Boris Johnson is expected to bar the Chinese tech giant Huawei from playing any role in Britain’s 5G network, triggering a renewed clash with Beijing.
The Prime Minister is chairing a meeting on Tuesday of the National Security Council (NSC) which is expected to end any involvement by the firm in building the 5G system.
The decision – following intense pressure from both the US administration of Donald Trump and backbench Tory MPs – marks a major U-turn by the government.
In January, ministers announced Huawei could play a limited role in the 5G network, despite warnings that its equipment could be used by China for espionage or to disrupt the UK’s critical national infrastructure.

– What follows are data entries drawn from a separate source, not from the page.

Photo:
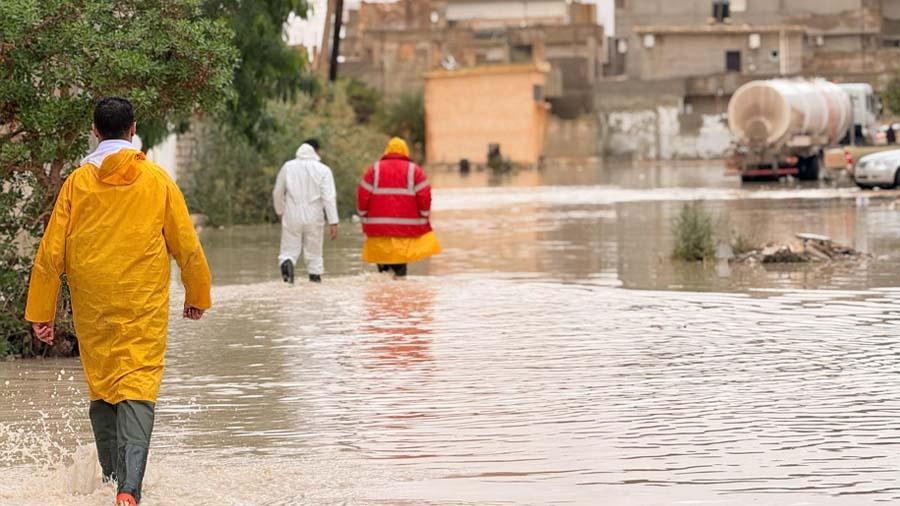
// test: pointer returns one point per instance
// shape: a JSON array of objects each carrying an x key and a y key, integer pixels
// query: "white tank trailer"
[{"x": 781, "y": 126}]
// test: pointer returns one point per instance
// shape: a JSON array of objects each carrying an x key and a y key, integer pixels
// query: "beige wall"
[{"x": 468, "y": 109}]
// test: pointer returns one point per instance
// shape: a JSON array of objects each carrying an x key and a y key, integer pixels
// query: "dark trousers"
[
  {"x": 398, "y": 269},
  {"x": 122, "y": 432}
]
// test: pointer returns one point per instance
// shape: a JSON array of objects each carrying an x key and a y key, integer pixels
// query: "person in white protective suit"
[{"x": 305, "y": 199}]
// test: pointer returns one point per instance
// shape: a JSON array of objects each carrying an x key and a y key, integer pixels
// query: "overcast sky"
[{"x": 309, "y": 32}]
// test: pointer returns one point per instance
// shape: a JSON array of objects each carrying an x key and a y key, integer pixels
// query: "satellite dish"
[{"x": 449, "y": 62}]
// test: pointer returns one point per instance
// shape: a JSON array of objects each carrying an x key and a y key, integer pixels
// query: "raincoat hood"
[
  {"x": 114, "y": 162},
  {"x": 120, "y": 168},
  {"x": 397, "y": 146},
  {"x": 307, "y": 152}
]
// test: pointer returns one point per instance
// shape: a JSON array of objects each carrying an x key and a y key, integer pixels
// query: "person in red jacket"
[{"x": 394, "y": 204}]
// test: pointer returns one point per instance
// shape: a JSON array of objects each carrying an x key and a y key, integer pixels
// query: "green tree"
[
  {"x": 57, "y": 57},
  {"x": 269, "y": 69}
]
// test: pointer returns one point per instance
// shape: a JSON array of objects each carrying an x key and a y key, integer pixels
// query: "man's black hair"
[{"x": 113, "y": 117}]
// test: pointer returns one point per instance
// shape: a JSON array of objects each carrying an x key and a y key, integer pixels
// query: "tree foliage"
[
  {"x": 57, "y": 57},
  {"x": 269, "y": 69}
]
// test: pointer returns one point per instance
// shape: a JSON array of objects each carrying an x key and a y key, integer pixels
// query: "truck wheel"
[{"x": 808, "y": 168}]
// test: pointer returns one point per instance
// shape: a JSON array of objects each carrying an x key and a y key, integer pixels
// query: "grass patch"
[{"x": 694, "y": 237}]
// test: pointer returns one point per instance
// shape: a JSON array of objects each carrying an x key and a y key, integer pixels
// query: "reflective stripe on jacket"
[{"x": 394, "y": 199}]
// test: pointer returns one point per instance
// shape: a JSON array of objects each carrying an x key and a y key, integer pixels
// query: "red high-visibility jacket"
[{"x": 394, "y": 199}]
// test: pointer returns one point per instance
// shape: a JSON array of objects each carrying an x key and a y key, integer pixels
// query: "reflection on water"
[{"x": 517, "y": 372}]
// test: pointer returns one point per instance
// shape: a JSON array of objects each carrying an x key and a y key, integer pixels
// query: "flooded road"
[{"x": 552, "y": 355}]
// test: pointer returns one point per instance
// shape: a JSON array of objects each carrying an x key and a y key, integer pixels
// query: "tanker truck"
[{"x": 781, "y": 126}]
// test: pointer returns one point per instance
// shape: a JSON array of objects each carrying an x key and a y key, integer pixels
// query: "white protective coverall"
[{"x": 304, "y": 197}]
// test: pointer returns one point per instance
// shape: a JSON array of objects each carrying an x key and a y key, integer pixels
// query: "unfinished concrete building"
[
  {"x": 674, "y": 65},
  {"x": 391, "y": 46}
]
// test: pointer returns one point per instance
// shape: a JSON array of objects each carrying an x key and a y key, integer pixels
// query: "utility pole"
[
  {"x": 324, "y": 55},
  {"x": 336, "y": 39}
]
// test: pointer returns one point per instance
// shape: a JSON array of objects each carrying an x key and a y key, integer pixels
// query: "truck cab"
[{"x": 866, "y": 110}]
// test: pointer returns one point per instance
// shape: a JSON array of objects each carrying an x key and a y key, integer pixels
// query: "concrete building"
[
  {"x": 392, "y": 45},
  {"x": 469, "y": 109},
  {"x": 837, "y": 35},
  {"x": 674, "y": 65}
]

However, it is expected that the government will now announce that no new Huawei equipment can be installed in the network from as early as next year.
It is also expected to announce a so-called “rip out” date by which all the existing Huawei equipment must be removed.
Details will be set out by Culture Secretary Oliver Dowden in a Commons statement following the NSC meeting.
Meanwhile, it has been reported that the first of the Royal Navy’s new aircraft carriers could be deployed to the Far East to counter growing Chinese assertiveness.
The Times reported plans were being drawn up for HMS Queen Elizabeth to take part in exercises in the region with the US and Japan, on its maiden grand voyage next year.
A Ministry of Defence spokespeson said: “No decision has been made on HMS Queen Elizabeth’s deployment.”
Some Tory MPs have been pressing for a “rip out” deadline for Huawei to be set before the next general election – due in 2024 – amid fears of a lobbying campaign by the firm to reverse the decision.
BT chief executive Philip Jansen warned on Monday that removing Huawei kit from the 5G network could take five to seven years, while taking it out of the entire UK telecoms network could require a decade.
Last week China’s ambassador to the UK, Liu Xiaoming, urged the Government not to shut out Huawei warning there would be “consequences” if Britain tried to treat China as a “hostile country”.
But Tom Tugendhat, Tory chairman of the foreign affairs select committee, has called on the government to take the opportunity to distance itself even further from Beijing.
In a column in The Daily Telegraph, Mr Tugendhat said Mr Xiaoming’s comments signalled it was time for the UK to kick its “addiction to Beijing tech”.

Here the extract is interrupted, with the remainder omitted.